Most establishments that passed had a predicted probability of 0.0153, while most establishments that failed had a predicted probability of 0.153. The threshold we used subsequently was hence calculated as (0.0153 + 0.153) / 2 = 0.084.
passes <- testProbs[testProbs$Outcome == "0", ]
fails <- testProbs[testProbs$Outcome == "1", ]
densMode <- function(x) {
td <- density(x)
maxDens <- which.max(td$y)
list(x = td$x[maxDens], y = td$y[maxDens])
}
densMode(passes$Probs)
## $x
## [1] 0.0152725
##
## $y
## [1] 20.83022
densMode(fails$Probs)
## $x
## [1] 0.153341
##
## $y
## [1] 6.345045
testProbs <- testProbs %>% mutate(predOutcome = as.factor(ifelse(testProbs$Probs >
0.084, 1, 0)))
For further analysis of accuracy, a confusion matrix was created with the probability threshold of 0.117, meaning that any predicted probabiltiy exceeding this would result in a predicted outcome of Failure. ‘Reference’ refers to the actual outcome, while ‘Prediction’ refers to the predicted outcome. The interpretation of the confusion matrix is as follows:
The model has an overall accuracy of 86.4%, which was computed by adding the number of True Positives to the number of True Negatives and dividing this sum by the total number of observations. Two other metrics, ‘sensitivity’ and ‘specificity’, were also computed. The former refers to the proportion of actual Failures that were predicted to be Failures (this is known as the ‘true positive rate’), while the latter refers to the proportion of actual Passes that were predicted to be Passes (this is known as the ‘true negative rate’). The model has a sensitivity of 72.6%, and a specificity of 86.7%. Consistent with our interpretation in section 5.1., this suggests the model is better at predicting Passes than Failures; this is unsuprising given that a large majority of the data has this outcome.
caret::confusionMatrix(testProbs$predOutcome, testProbs$Outcome, positive = "1")

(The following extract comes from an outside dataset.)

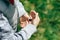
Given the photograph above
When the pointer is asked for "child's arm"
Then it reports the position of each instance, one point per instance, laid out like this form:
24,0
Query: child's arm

## Confusion Matrix and Statistics
##
## Reference
## Prediction 0 1
## 0 7263 43
## 1 1119 114
##
## Accuracy : 0.8639
## 95% CI : (0.8565, 0.8711)
## No Information Rate : 0.9816
## P-Value [Acc > NIR] : 1
##
## Kappa : 0.1358
##
## Mcnemar's Test P-Value : <0.0000000000000002
##
## Sensitivity : 0.72611
## Specificity : 0.86650
## Pos Pred Value : 0.09246
## Neg Pred Value : 0.99411
## Prevalence : 0.01839
## Detection Rate : 0.01335
## Detection Prevalence : 0.14440
## Balanced Accuracy : 0.79631
##
## 'Positive' Class : 1
##
A ROC curve was plotted to visualize trade-offs between False Positives and False Negatives. The y-axis of the ROC curve shows the rate of true positives for each threshold from 0.01 to 1, while the x-axis shows the rate of false positives for each threshold.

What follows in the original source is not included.